Perform logistic regression on the Breast Cancer dataset to classify whether the cancer is malignant or benign. Experiment with different parameters to optimize the model's performance.

Instructions:

- Load the Breast Cancer Dataset: Use the `load_breast_cancer()` function from `sklearn.datasets` to load the Breast Cancer dataset.
- Experiment with Data Scaling: Use `MinMaxScaler` instead of `StandardScaler` and evaluate the model's performance.
- Change the Maximum Number of Iterations: Modify the `max_iter` parameter to 50, 100, and 200, and observe the performance changes.

### Exercise 13: Logistic Regression on the "Digits" Dataset

Perform logistic regression on the Digits dataset to classify handwritten digits. Experiment with different parameters to optimize the model's performance.

Instructions:

- Load the Digits Dataset: Use the `load_digits()` function from `sklearn.datasets` to load the Digits dataset.
- Experiment with Different Test Sizes: Modify the code to use test set sizes of 30% and 20% of the total data. Observe the changes in accuracy, precision, and recall.
- Change the `random_state` Parameter: Modify the code to use `random_state=42` and `random_state=1`. Observe the changes in the model's performance.

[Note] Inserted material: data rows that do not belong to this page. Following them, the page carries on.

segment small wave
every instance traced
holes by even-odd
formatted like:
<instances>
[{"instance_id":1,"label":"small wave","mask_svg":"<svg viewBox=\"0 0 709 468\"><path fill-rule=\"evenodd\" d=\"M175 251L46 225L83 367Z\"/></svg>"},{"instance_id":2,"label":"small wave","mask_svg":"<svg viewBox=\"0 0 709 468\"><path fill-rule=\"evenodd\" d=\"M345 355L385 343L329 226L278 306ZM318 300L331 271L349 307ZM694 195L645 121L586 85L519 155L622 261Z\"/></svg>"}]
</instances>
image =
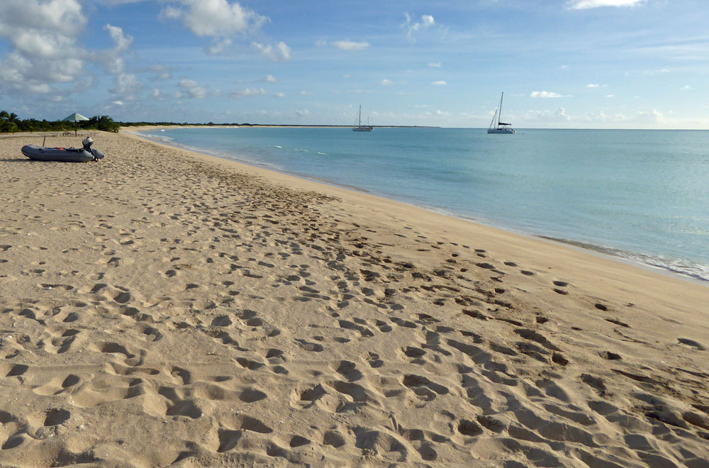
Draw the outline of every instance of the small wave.
<instances>
[{"instance_id":1,"label":"small wave","mask_svg":"<svg viewBox=\"0 0 709 468\"><path fill-rule=\"evenodd\" d=\"M564 244L569 244L569 245L574 245L576 247L588 249L589 250L593 250L607 255L618 257L620 258L625 259L626 260L630 260L631 262L635 262L636 263L641 263L654 268L659 268L660 269L670 272L671 273L693 278L694 279L709 281L709 265L701 264L691 260L671 258L661 255L649 255L648 254L628 252L627 250L616 249L612 247L597 245L596 244L579 242L577 240L571 240L569 239L554 238L548 235L540 235L539 237L544 239L549 239L549 240L555 240Z\"/></svg>"},{"instance_id":2,"label":"small wave","mask_svg":"<svg viewBox=\"0 0 709 468\"><path fill-rule=\"evenodd\" d=\"M164 131L164 130L161 130L160 131ZM150 140L155 140L157 141L163 141L167 143L174 141L174 138L173 138L172 137L165 136L164 135L154 135L152 133L143 133L142 132L135 133L135 134L140 135L140 136L143 137L145 137L146 138L150 138Z\"/></svg>"}]
</instances>

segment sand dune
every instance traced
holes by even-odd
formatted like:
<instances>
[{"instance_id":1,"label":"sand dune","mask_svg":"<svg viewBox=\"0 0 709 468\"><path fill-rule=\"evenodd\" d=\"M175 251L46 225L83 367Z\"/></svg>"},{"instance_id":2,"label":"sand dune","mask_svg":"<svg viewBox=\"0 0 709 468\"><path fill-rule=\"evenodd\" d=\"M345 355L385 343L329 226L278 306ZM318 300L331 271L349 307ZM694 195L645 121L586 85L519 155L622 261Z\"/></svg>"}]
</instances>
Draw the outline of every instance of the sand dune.
<instances>
[{"instance_id":1,"label":"sand dune","mask_svg":"<svg viewBox=\"0 0 709 468\"><path fill-rule=\"evenodd\" d=\"M707 286L93 138L0 138L0 465L709 467Z\"/></svg>"}]
</instances>

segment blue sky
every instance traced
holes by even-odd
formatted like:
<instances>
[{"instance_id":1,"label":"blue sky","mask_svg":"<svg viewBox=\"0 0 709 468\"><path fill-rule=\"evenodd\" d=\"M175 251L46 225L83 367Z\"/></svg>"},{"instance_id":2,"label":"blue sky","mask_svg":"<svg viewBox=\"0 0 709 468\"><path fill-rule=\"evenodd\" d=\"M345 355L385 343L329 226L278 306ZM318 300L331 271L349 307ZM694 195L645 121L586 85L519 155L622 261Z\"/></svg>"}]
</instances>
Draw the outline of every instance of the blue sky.
<instances>
[{"instance_id":1,"label":"blue sky","mask_svg":"<svg viewBox=\"0 0 709 468\"><path fill-rule=\"evenodd\" d=\"M706 0L0 0L0 109L55 120L709 129Z\"/></svg>"}]
</instances>

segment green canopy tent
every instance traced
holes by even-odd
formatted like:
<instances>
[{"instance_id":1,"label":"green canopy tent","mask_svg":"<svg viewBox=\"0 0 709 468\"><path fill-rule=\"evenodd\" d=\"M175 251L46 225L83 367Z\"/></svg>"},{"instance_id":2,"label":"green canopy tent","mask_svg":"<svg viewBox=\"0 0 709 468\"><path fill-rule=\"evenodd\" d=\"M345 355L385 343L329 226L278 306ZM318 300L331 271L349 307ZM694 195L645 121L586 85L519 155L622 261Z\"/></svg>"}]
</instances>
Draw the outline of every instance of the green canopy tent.
<instances>
[{"instance_id":1,"label":"green canopy tent","mask_svg":"<svg viewBox=\"0 0 709 468\"><path fill-rule=\"evenodd\" d=\"M64 118L62 118L62 122L74 122L74 135L76 135L76 134L77 134L77 122L78 122L79 121L87 121L87 120L89 120L89 119L86 118L86 117L84 117L84 116L82 116L82 114L77 113L76 112L74 112L72 115L67 116L66 117L65 117Z\"/></svg>"}]
</instances>

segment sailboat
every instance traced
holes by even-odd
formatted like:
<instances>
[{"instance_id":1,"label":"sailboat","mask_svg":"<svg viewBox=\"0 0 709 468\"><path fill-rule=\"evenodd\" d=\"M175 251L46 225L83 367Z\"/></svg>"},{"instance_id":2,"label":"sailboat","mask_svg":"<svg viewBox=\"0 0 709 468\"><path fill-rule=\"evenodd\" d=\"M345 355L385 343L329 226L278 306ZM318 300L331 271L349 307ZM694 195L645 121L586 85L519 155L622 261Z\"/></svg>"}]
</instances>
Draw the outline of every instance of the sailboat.
<instances>
[{"instance_id":1,"label":"sailboat","mask_svg":"<svg viewBox=\"0 0 709 468\"><path fill-rule=\"evenodd\" d=\"M504 96L504 92L500 96L500 105L495 109L495 115L492 117L492 122L490 122L488 133L508 133L511 135L515 133L515 129L512 128L511 123L500 121L502 116L502 98Z\"/></svg>"},{"instance_id":2,"label":"sailboat","mask_svg":"<svg viewBox=\"0 0 709 468\"><path fill-rule=\"evenodd\" d=\"M371 132L374 129L374 127L371 125L362 124L362 105L359 105L359 113L357 114L357 126L352 128L352 131L354 132Z\"/></svg>"}]
</instances>

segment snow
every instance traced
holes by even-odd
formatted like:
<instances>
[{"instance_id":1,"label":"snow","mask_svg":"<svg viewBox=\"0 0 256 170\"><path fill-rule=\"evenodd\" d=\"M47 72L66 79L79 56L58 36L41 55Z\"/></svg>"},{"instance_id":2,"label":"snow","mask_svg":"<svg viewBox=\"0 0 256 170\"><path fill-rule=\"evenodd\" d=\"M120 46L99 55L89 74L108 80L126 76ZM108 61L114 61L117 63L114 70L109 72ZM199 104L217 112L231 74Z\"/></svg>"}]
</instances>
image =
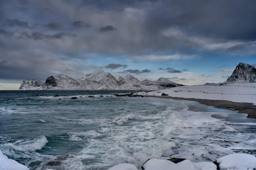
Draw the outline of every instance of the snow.
<instances>
[{"instance_id":1,"label":"snow","mask_svg":"<svg viewBox=\"0 0 256 170\"><path fill-rule=\"evenodd\" d=\"M48 80L48 81L47 81ZM117 80L109 72L96 70L77 80L67 75L61 74L57 76L50 76L47 83L38 80L25 80L20 90L156 90L163 89L162 86L179 85L161 78L156 81L151 81L147 84L141 82L134 76L128 75L124 78L119 77ZM49 82L50 83L49 83ZM150 83L150 82L147 82Z\"/></svg>"},{"instance_id":2,"label":"snow","mask_svg":"<svg viewBox=\"0 0 256 170\"><path fill-rule=\"evenodd\" d=\"M176 164L167 160L159 159L151 159L145 163L143 166L145 170L177 169L177 165Z\"/></svg>"},{"instance_id":3,"label":"snow","mask_svg":"<svg viewBox=\"0 0 256 170\"><path fill-rule=\"evenodd\" d=\"M146 95L230 101L256 104L256 83L229 84L222 86L179 86L151 91ZM145 93L138 94L145 95Z\"/></svg>"},{"instance_id":4,"label":"snow","mask_svg":"<svg viewBox=\"0 0 256 170\"><path fill-rule=\"evenodd\" d=\"M29 170L25 165L9 159L0 150L0 169L1 170Z\"/></svg>"},{"instance_id":5,"label":"snow","mask_svg":"<svg viewBox=\"0 0 256 170\"><path fill-rule=\"evenodd\" d=\"M252 169L256 168L256 157L246 154L233 154L217 159L221 170Z\"/></svg>"},{"instance_id":6,"label":"snow","mask_svg":"<svg viewBox=\"0 0 256 170\"><path fill-rule=\"evenodd\" d=\"M132 164L121 163L113 166L108 170L138 170L138 169Z\"/></svg>"},{"instance_id":7,"label":"snow","mask_svg":"<svg viewBox=\"0 0 256 170\"><path fill-rule=\"evenodd\" d=\"M193 163L188 159L178 163L163 159L151 159L143 165L145 170L216 170L216 165L211 162Z\"/></svg>"},{"instance_id":8,"label":"snow","mask_svg":"<svg viewBox=\"0 0 256 170\"><path fill-rule=\"evenodd\" d=\"M217 159L220 170L252 170L256 168L256 157L247 154L233 154ZM209 162L193 163L188 159L178 163L169 160L150 159L142 166L145 170L217 170L217 166ZM118 164L108 170L136 170L128 163Z\"/></svg>"},{"instance_id":9,"label":"snow","mask_svg":"<svg viewBox=\"0 0 256 170\"><path fill-rule=\"evenodd\" d=\"M216 164L209 162L194 163L194 165L196 168L199 170L214 170L217 168Z\"/></svg>"}]
</instances>

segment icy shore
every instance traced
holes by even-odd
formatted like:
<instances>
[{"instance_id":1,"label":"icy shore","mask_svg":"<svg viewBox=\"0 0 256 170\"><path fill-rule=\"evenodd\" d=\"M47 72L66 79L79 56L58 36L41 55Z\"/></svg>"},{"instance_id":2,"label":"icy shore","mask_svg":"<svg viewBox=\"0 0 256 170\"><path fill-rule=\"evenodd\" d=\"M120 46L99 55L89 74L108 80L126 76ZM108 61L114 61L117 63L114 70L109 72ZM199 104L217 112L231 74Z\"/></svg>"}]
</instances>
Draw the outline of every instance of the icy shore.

### Exercise 14: Logistic Regression on the "Diabetes" Dataset

Perform logistic regression on the Diabetes dataset to predict the onset of diabetes. Experiment with different parameters to optimize the model's performance.

Instructions:

- Load the Diabetes Dataset: Use the `load_diabetes()` function from `sklearn.datasets` to load the Diabetes dataset.
- Tune the C Parameter: Experiment with different values of the `C` parameter (e.g., `C=0.1`, `C=1`, `C=1000`). Observe how it affects the model's performance.
- Change Logistic Regression Parameters: Modify the `solver` parameter to 'liblinear' and 'lbfgs', and observe the performance changes.